Dans le journal Uniterre de janvier (p. 6), nous vous avions parlé de l'initiative cantonale fribourgeoise lancée par Jean Bertschi au printemps dernier concernant la gestion des volumes et des prix de la production laitière. Où en sommes nous aujoud'hui ?
Nous étions tout contents de vous annoncer que le décret proposé par le Conseil d’Etat fribourgeois allait être voté au Grand Conseil le 9 février. Suite à quoi, le décret serait transmis à l’Assemblée Fédérale. Pour rappel, il chargeait le Conseil Fédéral de « rendre obligatoire, à tous les échelons de l’achat et de la vente de lait cru, un contrat type, conformément à l’article 37 de la loi fédérale sur l’agriculture (Lagr ; RS 910.1) avec un engagement irrévocable d’au moins 12 mois sur les quantités et leur répartition dans les différents segments de valorisation et des prix fixés pour au moins 6 mois. » Rebondissement honteux entre le projet du Conseil d’Etat et le texte soumis à votation, les députés sont finalement revenus sur les délais et ont voté ce jeudi 9 février « un engagement irrévocable d’au moins 12 6 mois sur les quantités et leur répartition dans les différents segments de valorisation et des prix fixés pour au moins 6 3 mois. »
En découvrant cette supercherie ce fameux jeudi, nous étions tous outrés et incrédules!

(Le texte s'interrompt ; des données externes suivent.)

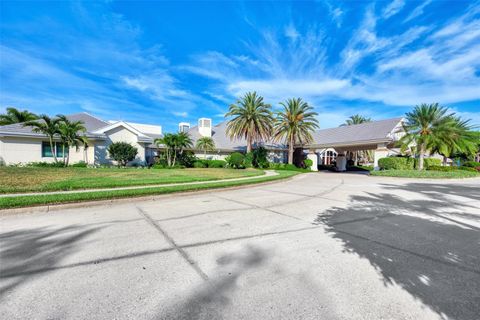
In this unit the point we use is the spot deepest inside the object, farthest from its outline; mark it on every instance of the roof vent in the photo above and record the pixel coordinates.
(183, 127)
(205, 127)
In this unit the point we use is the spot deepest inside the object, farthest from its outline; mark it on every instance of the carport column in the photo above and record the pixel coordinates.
(314, 157)
(380, 152)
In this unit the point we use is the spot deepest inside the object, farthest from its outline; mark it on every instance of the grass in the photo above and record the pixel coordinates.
(31, 179)
(25, 201)
(425, 174)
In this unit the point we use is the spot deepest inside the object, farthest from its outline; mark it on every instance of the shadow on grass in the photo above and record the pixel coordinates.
(427, 252)
(209, 299)
(24, 251)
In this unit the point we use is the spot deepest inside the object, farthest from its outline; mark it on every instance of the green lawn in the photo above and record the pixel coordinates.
(25, 201)
(425, 174)
(14, 179)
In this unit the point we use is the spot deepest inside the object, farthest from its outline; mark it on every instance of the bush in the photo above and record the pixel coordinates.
(429, 162)
(45, 164)
(187, 159)
(122, 152)
(308, 163)
(396, 163)
(236, 160)
(449, 169)
(199, 164)
(79, 164)
(215, 163)
(472, 164)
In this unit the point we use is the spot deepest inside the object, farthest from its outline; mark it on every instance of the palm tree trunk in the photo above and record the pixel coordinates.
(249, 143)
(290, 151)
(421, 156)
(53, 150)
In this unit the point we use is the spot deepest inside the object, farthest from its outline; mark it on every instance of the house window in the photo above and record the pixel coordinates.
(46, 150)
(60, 148)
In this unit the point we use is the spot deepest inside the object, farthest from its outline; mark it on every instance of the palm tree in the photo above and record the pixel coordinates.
(69, 135)
(428, 126)
(295, 124)
(355, 119)
(16, 116)
(461, 139)
(47, 126)
(252, 119)
(205, 144)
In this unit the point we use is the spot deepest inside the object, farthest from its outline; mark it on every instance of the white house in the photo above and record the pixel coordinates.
(19, 144)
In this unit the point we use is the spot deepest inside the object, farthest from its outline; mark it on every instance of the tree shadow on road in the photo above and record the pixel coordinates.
(26, 252)
(208, 300)
(430, 254)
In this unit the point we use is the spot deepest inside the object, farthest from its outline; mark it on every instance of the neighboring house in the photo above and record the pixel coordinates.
(19, 144)
(277, 152)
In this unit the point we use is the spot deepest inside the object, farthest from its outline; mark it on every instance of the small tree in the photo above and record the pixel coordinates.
(205, 144)
(122, 152)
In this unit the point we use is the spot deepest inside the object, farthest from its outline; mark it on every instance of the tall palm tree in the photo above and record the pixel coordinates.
(205, 144)
(295, 124)
(252, 119)
(16, 116)
(461, 139)
(47, 126)
(352, 120)
(426, 126)
(72, 134)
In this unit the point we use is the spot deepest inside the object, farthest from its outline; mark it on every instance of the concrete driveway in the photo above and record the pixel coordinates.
(320, 246)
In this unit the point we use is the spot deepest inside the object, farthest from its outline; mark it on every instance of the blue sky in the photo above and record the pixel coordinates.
(166, 62)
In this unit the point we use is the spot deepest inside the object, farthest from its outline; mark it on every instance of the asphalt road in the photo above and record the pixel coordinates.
(320, 246)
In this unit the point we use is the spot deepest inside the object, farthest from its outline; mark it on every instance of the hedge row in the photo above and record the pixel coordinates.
(402, 163)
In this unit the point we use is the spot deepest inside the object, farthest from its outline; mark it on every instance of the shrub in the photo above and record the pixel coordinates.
(472, 164)
(187, 159)
(396, 163)
(236, 160)
(122, 152)
(449, 169)
(308, 163)
(428, 162)
(45, 164)
(199, 164)
(215, 163)
(79, 164)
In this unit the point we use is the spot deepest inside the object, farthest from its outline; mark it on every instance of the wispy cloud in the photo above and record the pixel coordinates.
(418, 11)
(393, 8)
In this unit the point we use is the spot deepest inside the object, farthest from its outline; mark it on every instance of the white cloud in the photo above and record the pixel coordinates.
(393, 8)
(418, 11)
(291, 32)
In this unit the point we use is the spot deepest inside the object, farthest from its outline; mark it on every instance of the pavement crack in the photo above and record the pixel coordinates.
(170, 240)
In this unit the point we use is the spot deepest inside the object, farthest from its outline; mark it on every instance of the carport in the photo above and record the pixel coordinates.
(378, 136)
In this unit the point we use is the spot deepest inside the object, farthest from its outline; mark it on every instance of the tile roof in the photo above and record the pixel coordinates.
(368, 131)
(223, 142)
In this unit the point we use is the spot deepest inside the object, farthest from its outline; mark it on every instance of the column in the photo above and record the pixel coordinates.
(314, 157)
(380, 152)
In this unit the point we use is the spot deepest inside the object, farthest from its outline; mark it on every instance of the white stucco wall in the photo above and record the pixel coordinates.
(15, 150)
(118, 134)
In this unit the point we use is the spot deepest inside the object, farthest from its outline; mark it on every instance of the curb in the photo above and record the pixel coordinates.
(109, 202)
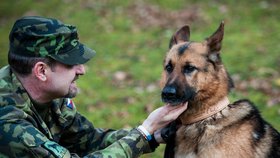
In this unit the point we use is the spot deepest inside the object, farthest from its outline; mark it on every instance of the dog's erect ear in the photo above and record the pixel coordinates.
(181, 35)
(215, 41)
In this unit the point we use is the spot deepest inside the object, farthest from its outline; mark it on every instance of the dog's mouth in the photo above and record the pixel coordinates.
(172, 96)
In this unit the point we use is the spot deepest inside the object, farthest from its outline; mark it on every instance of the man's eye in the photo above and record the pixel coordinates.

Ci-après, la réaction de Valentina, qui vient du fond du coeur :
« Mais qui dirige Fribourg ?
L’industrie laitière est à la barre, les élus sont-ils encore maîtres en terre fribourgeoise ?
La sous-signée sent les vibrations de son ancêtre Catillon1 traverser tout son corps. Sommes-nous revenus au temps des baillis ?
Après la pièce de théâtre que le Grand Conseil fribourgeois nous a présenté, nous pouvons le craindre.
Acte 1. M. Bertschi, député UDC au Grand Conseil dépose au printemps 2016 une motion sur la question des contrats laitiers. Son objectif : que le secteur laitier respecte les contrats annuels fixant des quantités et garantisse le prix pour au moins six mois. Sa motion est de qualité.
Acte 2. Le Conseil d’Etat, dans sa grande sagesse, estime que la motion est de bonne teneur et rédige une proposition de Décret « copié-collé » qui est renvoyée en commission pour étude et qui devrait par la suite se transformer en initiative cantonale adressée au Conseil fédéral.
Acte 3. Ladite commission, largement dominée par des députés paysans maîtrisant le dossier, retravaille le texte et le résultat de leurs travaux est publié sur le site internet du Grand Conseil. Par un tour de passe-passe inexpliqué, le Décret ne demande plus qu’un contrat de minimum 6 mois et des prix fixes sur 3 mois. En raison de quelles forces extérieures ces députés ont-ils tourné leur veste pour raboter un texte qui se voulait enfin ambitieux et une lueur d’espoir pour les paysans ? Par qui les députés paysans se sont-ils fait bluffer à un tel point, eux qui sont sensés connaître le sujet et les réalités dramatiques du terrain et qui tenaient en main un texte déjà soutenu par le Conseil d’Etat et qui avait toutes les chances de passer dans sa forme initiale la rampe du plénum? à vous d’y répondre chers paysans...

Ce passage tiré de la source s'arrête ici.